Aumento della qualità delle superfici vetrate *

Vetrature

Vetro singolo

2 vetri

2 vetri termois.

3 vetri termois.

Coeff. U

5,6 W/m²K

2,8 W/m²K

1,2 W/m²K

0,65 W/m²K

Coeff. g

0,92

0,80

0,62

0,48

Temp. vetro1

-1,8 °C

9,1 °C

15,3 °C

17,5 °C

1 temperatura in superficie del vetro interno con temperatura d’ambiente di 21°C e temperatura esterna di –12°C

 

Nonostante i vetri termoisolanti abbiano un coefficiente g (grado di trasmittanza totale, importante per l’utilizzo passivo dell’energia solare) più basso dei doppi vetri convenzionali, ai fini del bilancio energetico globale è determinante il coefficiente U sensibilmente più basso.


Dispersioni di calore
Le dispersioni variano in base alle condizioni climatiche del luogo di installazione

 

Il telaio della finestra

Copre fino al 30% della superficie vetrata. Quindi una buona finestra deve necessariamente essere dotata di un’intelaiatura di qualità con un coefficiente U di poco superiore a quello delle vetrature. In particolare per i tripli vetri termoisolanti l’industria ha realizzato telai coibentati in grado di mantenere un coefficiente U inferiore a 0,8 W/m²K per l’intera finestra.
Per quanto concerne la tenuta all’aria è importante l’impiego di almeno due guarnizioni continue nonchè l’esecuzione ermetica della fuga di connessione tra telaio e parete esterna.

I ponti di calore

Cornici di collegamento e listelli tagliavetro sono ponti di calore ed aumentano i coefficienti di trasmittanza termica riportati sulla tabella e riferiti a vetrate grandi e continue.
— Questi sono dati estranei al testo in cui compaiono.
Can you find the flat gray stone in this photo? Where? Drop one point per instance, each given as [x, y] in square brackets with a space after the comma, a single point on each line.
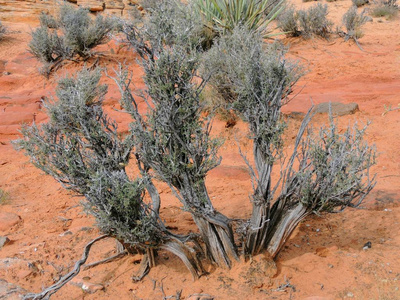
[338, 109]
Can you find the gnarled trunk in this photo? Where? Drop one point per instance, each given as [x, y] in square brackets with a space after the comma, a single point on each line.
[218, 237]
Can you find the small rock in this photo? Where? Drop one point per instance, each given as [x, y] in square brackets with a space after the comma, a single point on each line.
[350, 295]
[91, 288]
[200, 297]
[367, 246]
[65, 233]
[8, 220]
[338, 109]
[4, 241]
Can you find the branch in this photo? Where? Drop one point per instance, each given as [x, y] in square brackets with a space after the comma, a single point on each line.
[66, 278]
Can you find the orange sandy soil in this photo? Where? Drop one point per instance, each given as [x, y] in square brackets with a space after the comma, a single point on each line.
[324, 258]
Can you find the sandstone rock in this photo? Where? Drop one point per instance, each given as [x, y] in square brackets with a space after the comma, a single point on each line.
[86, 285]
[200, 297]
[92, 288]
[92, 5]
[10, 291]
[8, 220]
[114, 4]
[4, 241]
[338, 109]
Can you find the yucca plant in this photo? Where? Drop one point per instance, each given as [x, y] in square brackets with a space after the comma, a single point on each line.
[221, 16]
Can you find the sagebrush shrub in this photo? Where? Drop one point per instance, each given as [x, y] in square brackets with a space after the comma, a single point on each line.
[288, 22]
[384, 9]
[313, 21]
[305, 23]
[360, 3]
[72, 32]
[172, 142]
[353, 22]
[81, 148]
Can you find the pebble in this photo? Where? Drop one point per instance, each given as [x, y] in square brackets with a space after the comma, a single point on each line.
[4, 241]
[8, 220]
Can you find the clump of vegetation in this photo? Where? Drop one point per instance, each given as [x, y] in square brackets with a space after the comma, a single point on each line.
[222, 16]
[353, 22]
[81, 147]
[360, 3]
[3, 30]
[69, 35]
[306, 23]
[387, 9]
[313, 21]
[288, 22]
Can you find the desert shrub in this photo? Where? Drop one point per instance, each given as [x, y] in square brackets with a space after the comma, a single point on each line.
[288, 21]
[69, 34]
[305, 23]
[221, 16]
[353, 22]
[3, 30]
[81, 147]
[313, 21]
[384, 9]
[359, 3]
[329, 164]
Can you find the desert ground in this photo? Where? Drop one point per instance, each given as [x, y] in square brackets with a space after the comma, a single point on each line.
[324, 258]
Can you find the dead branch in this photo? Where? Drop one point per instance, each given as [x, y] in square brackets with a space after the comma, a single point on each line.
[66, 278]
[107, 260]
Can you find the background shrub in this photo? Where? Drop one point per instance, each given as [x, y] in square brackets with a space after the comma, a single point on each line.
[305, 23]
[288, 21]
[353, 22]
[360, 3]
[385, 9]
[2, 30]
[313, 21]
[72, 32]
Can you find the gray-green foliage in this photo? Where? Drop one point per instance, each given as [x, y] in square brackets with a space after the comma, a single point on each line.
[325, 172]
[72, 32]
[387, 9]
[3, 30]
[313, 21]
[306, 23]
[288, 21]
[353, 22]
[81, 148]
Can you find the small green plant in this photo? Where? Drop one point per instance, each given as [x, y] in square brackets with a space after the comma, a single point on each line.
[221, 16]
[70, 34]
[353, 22]
[313, 21]
[385, 9]
[3, 30]
[360, 3]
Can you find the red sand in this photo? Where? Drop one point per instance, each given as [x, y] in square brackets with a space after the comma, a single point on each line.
[324, 259]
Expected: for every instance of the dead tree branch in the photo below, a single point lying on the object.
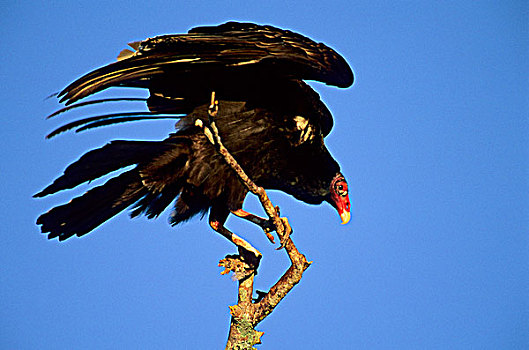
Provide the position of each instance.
(248, 313)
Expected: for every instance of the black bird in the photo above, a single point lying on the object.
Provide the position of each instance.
(269, 119)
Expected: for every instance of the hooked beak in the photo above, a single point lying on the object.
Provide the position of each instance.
(346, 216)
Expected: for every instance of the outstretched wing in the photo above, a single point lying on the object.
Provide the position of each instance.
(230, 47)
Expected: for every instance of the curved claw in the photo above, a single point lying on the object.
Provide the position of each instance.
(286, 234)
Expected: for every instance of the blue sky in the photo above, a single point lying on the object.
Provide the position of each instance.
(433, 138)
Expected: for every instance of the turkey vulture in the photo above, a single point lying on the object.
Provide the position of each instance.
(269, 118)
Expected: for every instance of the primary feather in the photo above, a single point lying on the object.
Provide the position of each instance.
(271, 121)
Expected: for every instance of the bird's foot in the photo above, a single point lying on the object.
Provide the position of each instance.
(287, 231)
(242, 265)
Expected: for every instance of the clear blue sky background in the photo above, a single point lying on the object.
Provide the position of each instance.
(433, 138)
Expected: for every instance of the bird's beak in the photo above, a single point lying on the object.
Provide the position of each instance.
(346, 216)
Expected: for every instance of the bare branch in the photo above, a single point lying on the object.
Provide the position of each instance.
(247, 314)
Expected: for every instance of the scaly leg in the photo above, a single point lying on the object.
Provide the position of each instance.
(217, 218)
(265, 224)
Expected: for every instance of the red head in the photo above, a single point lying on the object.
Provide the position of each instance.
(339, 197)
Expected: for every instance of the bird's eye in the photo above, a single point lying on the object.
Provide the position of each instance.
(341, 189)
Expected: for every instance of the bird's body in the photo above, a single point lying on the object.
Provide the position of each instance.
(268, 118)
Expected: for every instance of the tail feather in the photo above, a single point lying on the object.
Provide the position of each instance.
(83, 214)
Pertanto nei vetri termoisolanti si ricorre con frequenza sempre maggiore a profili fermavetro coibentati; per lo stesso motivo i listelli tagliavetro vengono sostituiti da listelli incollati.

Una finestra realizzata secondo gli standard tecnologici attuali è dotata di tripli vetri termoisolanti e di profili fermavetro e intelaiatura coibentati.

 

Per evitare i ponti di calore è importante eseguire correttamente il collegamento tra finestre e pareti esterne.

Collegamento

 

Collegamento laterale/superiore ad una parete in pietra calcarea con rivestimento termico: a sinistra l’installazione errata, a destra quella consigliata. *

 

 

Nella sostituzione di finestre è opportuno isolare termicamente anche nicchie per termosifoni e cassonetti di avvolgibili poiché rappresentano i ponti di calore per eccellenza.

Come orientare le finestre

Molte verso sud, poche a est e a ovest, il meno possibile a nord. Questa è una regola generale per chi vuole ottimizzare il recupero di energia solare e le dispersioni di calore. Da calcoli e misurazioni sono emersi i seguenti dati indicativi:

Orientamento

Superficie finestrata

Sud

40% - 60%

Est + Ovest

15% - 30%

Nord

max. 10%

Con l’utilizzo di vetri termoisolanti e telai coibentati in superfici vetrate orientate verso sud, i guadagni dall’irraggiamento solare possono superare le perdite di calore: la finestra diventa così fonte di energia.